3.1 Cash Compensation. As compensation for her services under this
agreement, the Executive shall be entitled to (a) a "sign-on bonus" in the
amount of $25,000, payable simultaneously with the execution and delivery of
this agreement, and (b) a salary at the rate of $200,000 a year through June 30,
2001 and at the rate of $240,000 a year from July 1, 2001 through June 30, 2002,
payable in equal installments in accordance with the Company's customary payroll
practices for its management employees. The Company shall review the Executive's
performance annually (either prior to or within a reasonable period after the
end of each fiscal year) and, in its sole discretion, may grant the Executive a
bonus based on the Executive's performance during that fiscal year.
3.2 Stock Option. In connection with her services for the Company, the
Company is granting to the Executive, pursuant to the Company's 2000 Stock
Incentive Plan, a non-incentive stock option to purchase an aggregate of 150,000
shares of the Company's Common Stock. The terms of the option shall be set forth
in a separate agreement between the Executive and the Company.
4. Reimbursement of Expenses; Fringe Benefits.
4.1 Expenses. The Company shall reimburse the Executive for all
reasonable expenses incurred by the Executive in connection with the performance
of her duties, upon presentation of appropriate vouchers covering the expenses.
4.2 Fringe Benefits. The Executive (and her immediate family) shall be
entitled to participate in all medical, dental, disability, life insurance and
other fringe benefits and executive perquisites generally provided to the
Company's senior executives.
4.3 Professional Fees. The Company shall reimburse the Executive for (a)
attorney registration fees in New York State, (b) American Bar Association, New
York City and New York State bar association dues, and (c) tuition fees for
continuing legal education courses required to be attended by the Executive to
maintain her license as an attorney in New York State in good standing.
5. Disability or Death.
5.1 Disability.
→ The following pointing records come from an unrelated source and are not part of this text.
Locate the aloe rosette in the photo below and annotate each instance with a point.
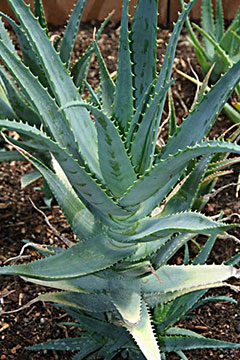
(220, 47)
(109, 176)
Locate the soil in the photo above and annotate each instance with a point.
(19, 220)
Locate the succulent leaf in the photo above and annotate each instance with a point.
(143, 46)
(166, 170)
(123, 104)
(70, 33)
(204, 114)
(174, 343)
(144, 336)
(208, 24)
(61, 85)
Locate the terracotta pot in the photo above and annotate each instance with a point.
(57, 11)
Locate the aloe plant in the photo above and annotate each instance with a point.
(15, 103)
(109, 176)
(220, 48)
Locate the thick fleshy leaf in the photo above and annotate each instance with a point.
(83, 343)
(228, 42)
(22, 109)
(175, 277)
(70, 33)
(29, 55)
(204, 114)
(6, 38)
(39, 13)
(30, 178)
(143, 145)
(80, 68)
(123, 104)
(161, 174)
(185, 196)
(189, 222)
(126, 296)
(115, 164)
(41, 100)
(79, 177)
(106, 84)
(62, 85)
(144, 336)
(208, 25)
(175, 343)
(87, 302)
(11, 156)
(219, 20)
(96, 253)
(166, 68)
(143, 46)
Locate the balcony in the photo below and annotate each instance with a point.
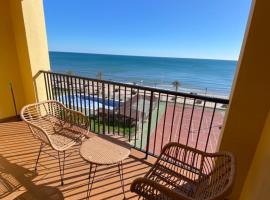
(147, 117)
(19, 150)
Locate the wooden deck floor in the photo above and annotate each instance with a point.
(18, 152)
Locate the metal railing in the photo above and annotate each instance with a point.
(148, 117)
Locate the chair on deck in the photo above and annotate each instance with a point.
(184, 173)
(57, 126)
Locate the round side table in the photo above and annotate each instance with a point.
(104, 150)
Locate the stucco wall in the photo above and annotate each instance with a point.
(250, 100)
(23, 52)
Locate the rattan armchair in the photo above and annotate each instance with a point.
(57, 126)
(184, 173)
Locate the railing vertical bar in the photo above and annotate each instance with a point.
(174, 106)
(165, 115)
(144, 93)
(62, 92)
(80, 93)
(113, 108)
(130, 111)
(46, 86)
(84, 96)
(190, 122)
(210, 128)
(76, 93)
(54, 89)
(59, 88)
(149, 125)
(199, 130)
(103, 107)
(181, 121)
(65, 91)
(98, 107)
(72, 91)
(154, 150)
(49, 85)
(125, 106)
(94, 100)
(119, 105)
(137, 111)
(89, 105)
(108, 107)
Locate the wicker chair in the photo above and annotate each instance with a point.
(57, 126)
(184, 173)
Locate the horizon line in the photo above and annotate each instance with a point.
(143, 56)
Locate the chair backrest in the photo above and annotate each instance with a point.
(218, 172)
(212, 174)
(41, 118)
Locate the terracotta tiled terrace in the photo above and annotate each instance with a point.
(18, 153)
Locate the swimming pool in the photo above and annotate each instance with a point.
(93, 102)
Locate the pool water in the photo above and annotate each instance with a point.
(93, 102)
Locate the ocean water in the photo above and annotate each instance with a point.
(213, 77)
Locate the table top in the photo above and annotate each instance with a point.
(104, 150)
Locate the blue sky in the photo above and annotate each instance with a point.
(171, 28)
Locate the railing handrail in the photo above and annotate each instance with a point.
(151, 89)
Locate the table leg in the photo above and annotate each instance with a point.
(90, 182)
(120, 170)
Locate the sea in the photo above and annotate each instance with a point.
(202, 76)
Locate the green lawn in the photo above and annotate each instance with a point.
(141, 141)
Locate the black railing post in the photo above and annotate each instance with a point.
(149, 124)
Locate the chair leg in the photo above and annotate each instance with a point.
(91, 178)
(120, 171)
(40, 149)
(61, 167)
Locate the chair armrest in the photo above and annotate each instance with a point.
(151, 190)
(77, 118)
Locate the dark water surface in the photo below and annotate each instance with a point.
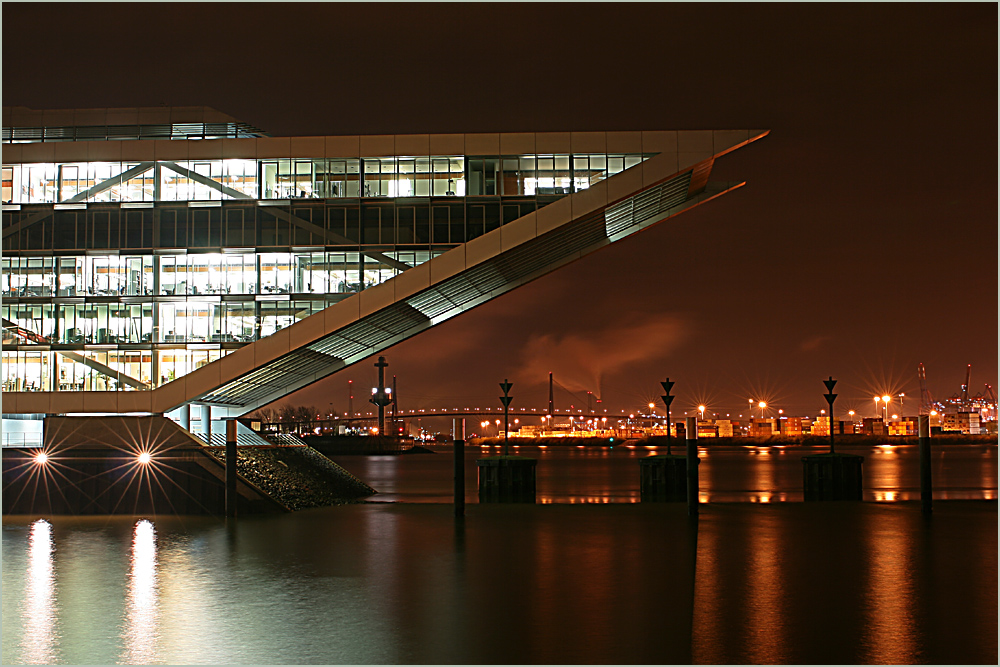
(598, 582)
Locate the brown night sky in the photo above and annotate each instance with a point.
(863, 243)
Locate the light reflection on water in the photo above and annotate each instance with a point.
(141, 632)
(889, 634)
(38, 642)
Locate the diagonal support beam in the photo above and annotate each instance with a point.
(205, 180)
(110, 183)
(334, 237)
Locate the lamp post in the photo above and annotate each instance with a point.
(667, 400)
(830, 398)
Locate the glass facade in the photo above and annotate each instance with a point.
(125, 276)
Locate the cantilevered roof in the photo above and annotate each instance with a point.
(466, 276)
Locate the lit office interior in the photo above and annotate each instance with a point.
(131, 282)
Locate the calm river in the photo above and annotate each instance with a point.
(589, 575)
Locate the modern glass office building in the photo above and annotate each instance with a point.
(159, 259)
(142, 244)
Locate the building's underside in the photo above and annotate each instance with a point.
(372, 320)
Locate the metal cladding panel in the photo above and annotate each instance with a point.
(451, 296)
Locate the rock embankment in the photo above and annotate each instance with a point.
(297, 477)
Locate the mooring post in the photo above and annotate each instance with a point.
(924, 444)
(230, 467)
(692, 464)
(459, 440)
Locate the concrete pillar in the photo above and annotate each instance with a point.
(230, 467)
(459, 443)
(206, 420)
(924, 444)
(692, 464)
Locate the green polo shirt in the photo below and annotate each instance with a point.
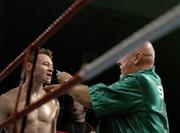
(134, 104)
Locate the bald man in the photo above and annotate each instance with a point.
(133, 104)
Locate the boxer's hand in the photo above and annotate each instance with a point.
(64, 77)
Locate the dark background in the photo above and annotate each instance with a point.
(96, 29)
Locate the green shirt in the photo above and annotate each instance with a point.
(134, 104)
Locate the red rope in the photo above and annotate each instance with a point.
(50, 31)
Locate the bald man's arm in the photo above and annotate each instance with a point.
(80, 93)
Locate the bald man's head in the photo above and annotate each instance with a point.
(139, 59)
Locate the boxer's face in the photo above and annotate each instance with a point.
(44, 69)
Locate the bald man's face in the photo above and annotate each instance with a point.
(126, 63)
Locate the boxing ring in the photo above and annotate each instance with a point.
(152, 31)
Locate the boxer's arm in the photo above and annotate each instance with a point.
(3, 109)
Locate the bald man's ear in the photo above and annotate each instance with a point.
(28, 66)
(138, 58)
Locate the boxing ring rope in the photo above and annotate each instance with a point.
(42, 38)
(153, 31)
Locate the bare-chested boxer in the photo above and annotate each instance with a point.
(42, 119)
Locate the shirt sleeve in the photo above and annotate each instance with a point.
(121, 96)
If, as the result of any physical or mental disability,
the Executive shall fail or be unable to perform her duties for a total of 120
days in any 12-month
2
period, the Company may, by notice to the Executive, terminate her employment
under this agreement as of the date of the notice.
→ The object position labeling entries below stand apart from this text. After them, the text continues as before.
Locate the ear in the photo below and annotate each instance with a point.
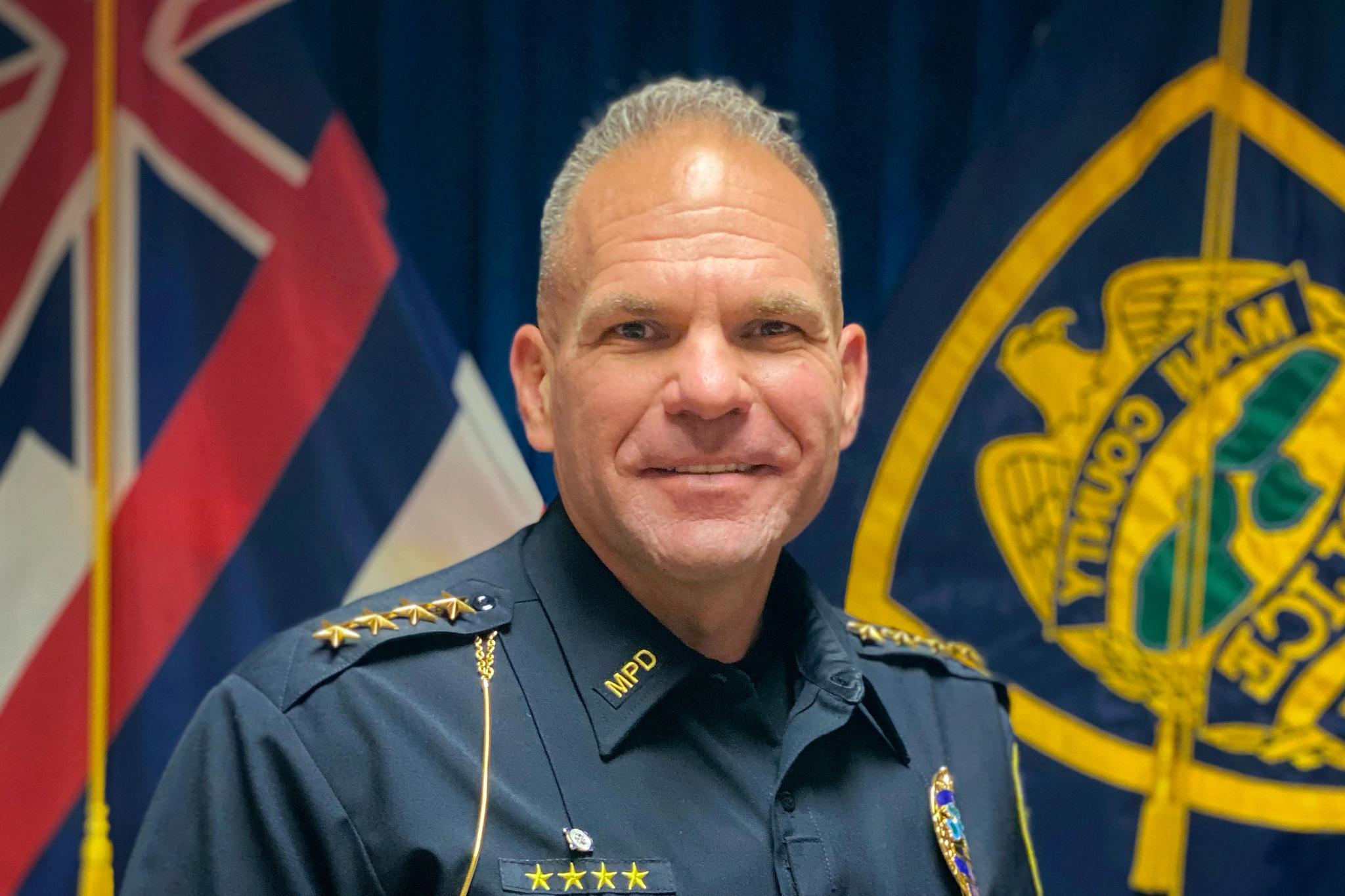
(854, 373)
(530, 366)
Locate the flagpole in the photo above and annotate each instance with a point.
(96, 849)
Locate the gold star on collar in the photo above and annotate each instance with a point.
(635, 878)
(376, 622)
(452, 606)
(335, 634)
(413, 613)
(540, 878)
(573, 878)
(866, 631)
(604, 876)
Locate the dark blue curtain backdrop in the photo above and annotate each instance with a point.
(468, 108)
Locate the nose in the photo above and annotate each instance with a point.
(708, 378)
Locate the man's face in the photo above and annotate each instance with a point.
(694, 382)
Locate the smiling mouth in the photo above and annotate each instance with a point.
(708, 469)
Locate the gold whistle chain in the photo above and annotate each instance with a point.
(486, 670)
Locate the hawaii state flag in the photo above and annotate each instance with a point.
(292, 422)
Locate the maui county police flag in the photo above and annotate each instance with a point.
(291, 419)
(1106, 444)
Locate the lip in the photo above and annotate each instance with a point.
(705, 471)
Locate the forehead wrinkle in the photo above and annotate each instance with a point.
(674, 217)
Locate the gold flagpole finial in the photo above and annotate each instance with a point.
(96, 849)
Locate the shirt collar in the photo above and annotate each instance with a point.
(623, 661)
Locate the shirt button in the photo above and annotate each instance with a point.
(843, 679)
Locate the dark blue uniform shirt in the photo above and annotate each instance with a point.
(803, 770)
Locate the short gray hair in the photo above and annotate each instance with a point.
(673, 100)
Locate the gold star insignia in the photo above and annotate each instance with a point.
(335, 634)
(452, 606)
(866, 631)
(573, 878)
(372, 621)
(539, 878)
(635, 878)
(604, 876)
(413, 613)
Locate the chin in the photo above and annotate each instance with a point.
(699, 550)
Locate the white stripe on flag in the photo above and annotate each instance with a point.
(474, 494)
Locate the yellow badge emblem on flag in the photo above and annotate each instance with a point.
(1178, 522)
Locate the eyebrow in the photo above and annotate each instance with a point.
(771, 305)
(786, 304)
(618, 304)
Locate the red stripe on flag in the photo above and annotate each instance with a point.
(15, 91)
(204, 481)
(58, 152)
(208, 12)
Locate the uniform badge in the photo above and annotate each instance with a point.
(947, 828)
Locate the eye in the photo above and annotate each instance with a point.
(634, 331)
(772, 328)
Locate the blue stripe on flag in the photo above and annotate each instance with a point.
(349, 479)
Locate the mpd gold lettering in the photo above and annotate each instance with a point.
(627, 676)
(619, 684)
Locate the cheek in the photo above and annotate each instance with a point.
(805, 395)
(603, 403)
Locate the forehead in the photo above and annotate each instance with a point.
(694, 199)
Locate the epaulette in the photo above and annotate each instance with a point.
(877, 640)
(437, 606)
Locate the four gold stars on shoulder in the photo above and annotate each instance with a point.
(452, 606)
(871, 633)
(449, 606)
(335, 633)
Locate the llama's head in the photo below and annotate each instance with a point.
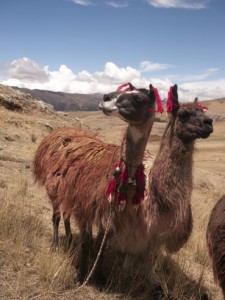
(190, 121)
(135, 106)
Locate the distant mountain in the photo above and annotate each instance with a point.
(66, 101)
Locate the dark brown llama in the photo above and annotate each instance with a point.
(170, 179)
(216, 242)
(75, 167)
(76, 178)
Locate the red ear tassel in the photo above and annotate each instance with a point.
(124, 87)
(169, 104)
(158, 101)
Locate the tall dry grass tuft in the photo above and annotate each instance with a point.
(27, 267)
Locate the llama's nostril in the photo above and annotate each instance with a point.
(208, 121)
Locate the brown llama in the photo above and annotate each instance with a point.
(75, 167)
(216, 242)
(76, 178)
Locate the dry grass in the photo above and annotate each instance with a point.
(28, 270)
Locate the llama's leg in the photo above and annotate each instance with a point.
(68, 231)
(86, 250)
(55, 221)
(99, 249)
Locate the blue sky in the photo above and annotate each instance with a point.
(90, 46)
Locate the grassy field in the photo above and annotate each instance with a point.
(28, 270)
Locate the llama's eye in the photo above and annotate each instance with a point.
(138, 99)
(183, 114)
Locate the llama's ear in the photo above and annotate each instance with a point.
(172, 100)
(151, 91)
(131, 86)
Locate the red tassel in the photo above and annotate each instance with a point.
(124, 87)
(111, 189)
(169, 104)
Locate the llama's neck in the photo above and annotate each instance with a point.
(171, 174)
(135, 143)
5.2 Payments on Disability. If the Executive's employment is terminated
under section 5.1, the Executive shall be paid, in full discharge of all the
Company's obligations to the Executive, (a) the Executive's full salary under
section 3.1 until the date of termination (or, if a shorter period, the
remainder of the term), less the amount of any disability payments received by
her under any disability insurance coverage provided to her by the Company, and
(b) the amount of all expense reimbursements (including professional dues and
fees) due for periods prior to termination.
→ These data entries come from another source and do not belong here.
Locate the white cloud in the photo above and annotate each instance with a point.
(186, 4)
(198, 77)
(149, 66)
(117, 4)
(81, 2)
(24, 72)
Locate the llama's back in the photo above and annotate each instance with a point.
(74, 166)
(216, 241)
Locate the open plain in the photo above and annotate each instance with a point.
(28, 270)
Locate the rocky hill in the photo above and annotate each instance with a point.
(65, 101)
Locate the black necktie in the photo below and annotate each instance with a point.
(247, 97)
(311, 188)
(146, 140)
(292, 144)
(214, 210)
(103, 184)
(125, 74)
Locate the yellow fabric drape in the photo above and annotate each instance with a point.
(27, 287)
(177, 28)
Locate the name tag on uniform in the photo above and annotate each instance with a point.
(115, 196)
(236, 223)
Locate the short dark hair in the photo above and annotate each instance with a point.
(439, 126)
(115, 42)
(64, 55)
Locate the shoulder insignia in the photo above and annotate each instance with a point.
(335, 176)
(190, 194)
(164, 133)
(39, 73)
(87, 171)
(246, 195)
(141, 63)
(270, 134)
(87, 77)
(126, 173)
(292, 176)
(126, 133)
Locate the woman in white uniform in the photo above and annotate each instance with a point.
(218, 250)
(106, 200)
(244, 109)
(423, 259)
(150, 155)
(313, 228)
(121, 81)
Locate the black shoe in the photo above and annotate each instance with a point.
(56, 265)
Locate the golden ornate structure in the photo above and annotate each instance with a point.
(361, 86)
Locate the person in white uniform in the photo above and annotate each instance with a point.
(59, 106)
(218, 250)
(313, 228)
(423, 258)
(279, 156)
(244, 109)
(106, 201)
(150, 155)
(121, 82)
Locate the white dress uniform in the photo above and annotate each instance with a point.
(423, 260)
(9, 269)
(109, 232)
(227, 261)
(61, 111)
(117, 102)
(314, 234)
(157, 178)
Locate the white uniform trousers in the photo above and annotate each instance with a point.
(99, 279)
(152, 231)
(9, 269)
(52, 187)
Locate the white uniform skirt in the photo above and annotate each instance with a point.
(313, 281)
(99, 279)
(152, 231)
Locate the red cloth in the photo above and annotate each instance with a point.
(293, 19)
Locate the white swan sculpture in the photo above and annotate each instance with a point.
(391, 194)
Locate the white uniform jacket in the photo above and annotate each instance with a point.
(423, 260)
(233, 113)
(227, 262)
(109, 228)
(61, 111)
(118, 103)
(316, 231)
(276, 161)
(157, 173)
5.3 Payments on Death. The Executive's employment under this agreement
shall be terminated upon her death and the Executive's estate shall be paid, in
full discharge of all the Company's obligations to the Executive, the
Executive's full salary under section 3 until the date of termination and the
amount of all expense reimbursements (including professional dues and fees) due
for periods prior to termination.
6. Termination.
6.1 Payments Upon Termination for Cause or Voluntary Termination. The
Company may terminate the Executive's employment under this agreement for cause
(as defined in section 6.3). If the Executive's employment under this agreement
is terminated for cause pursuant to this section 6.1 or by the Executive
voluntarily (other than for Good Reason, as defined in section 6.3), the Company
shall pay to the Executive, in full discharge of its obligations to the
Executive under this agreement, the accrued amount of the salary and benefits
due to her through the date of termination and the amount of all expense
reimbursements (including professional dues and fees) due for periods prior to
termination.
6.2 Payments Upon Termination for Other Reasons. If the Executive's
employment under this agreement is terminated by the Company prior to the
expiration of the term for any reason other than for cause or as a result of the
Executive's death or disability, or if the Executive's employment under this
agreement is terminated by the Executive for Good Reason, (a) all of the
Executive's stock options shall then become fully vested and (b) the Company
shall continue to pay to the Executive her full salary under section 3 for a
period of six months following the date of termination and shall pay to the
Executive any unpaid bonus previously authorized by the Company's board of
directors. In addition, upon the Executive's request, during that six month
period the Company shall, at its expense, keep the Executive on all medical,
dental and other plans previously provided to the Executive under this
agreement. None of the payments provided for in this section 6.2 shall be
reduced by any amounts earned or received by the Executive from any third party
at any time. Without limiting the generality of the
3
foregoing, if the Executive's employment under this agreement is terminated for
any reason other than termination by the Company for cause or termination by the
Executive without Good Reason, the Executive shall not have any obligation to
mitigate damages.
6.3 Definitions. As used in this agreement:
(a) the term "cause" shall be limited to mean: (i) the conviction of the
Executive of a felony, (ii) the conviction of the Executive of a crime involving
any financial impropriety or that would materially interfere with the
Executive's ability to perform her services required under this agreement or
otherwise be materially injurious to the Company or (iii) the willful breach by
the Executive in a material respect of her obligations under this agreement
after ten days notice and an opportunity to cure; and
(b) the term "Good Reason" shall be limited to mean the occurrence,
without the express written consent of the Executive, of any of the following
circumstances: (i) a significant adverse alteration in the Executive's status in
the Company, in the nature of the Executive's responsibilities, or in the
material conditions of the Executive's employment; (ii) a reduction by the
Company in the Executive's annual basic salary or benefits as provided for in
this agreement; (iii) the Company requiring that the Executive be based at a
location more than 50 miles from New York City, except for required travel on
the Company's business; and (iv) the Company's breach of any of its material
obligations under this agreement and the continuation of that breach for 10 days
after written notice by the Executive to the Company.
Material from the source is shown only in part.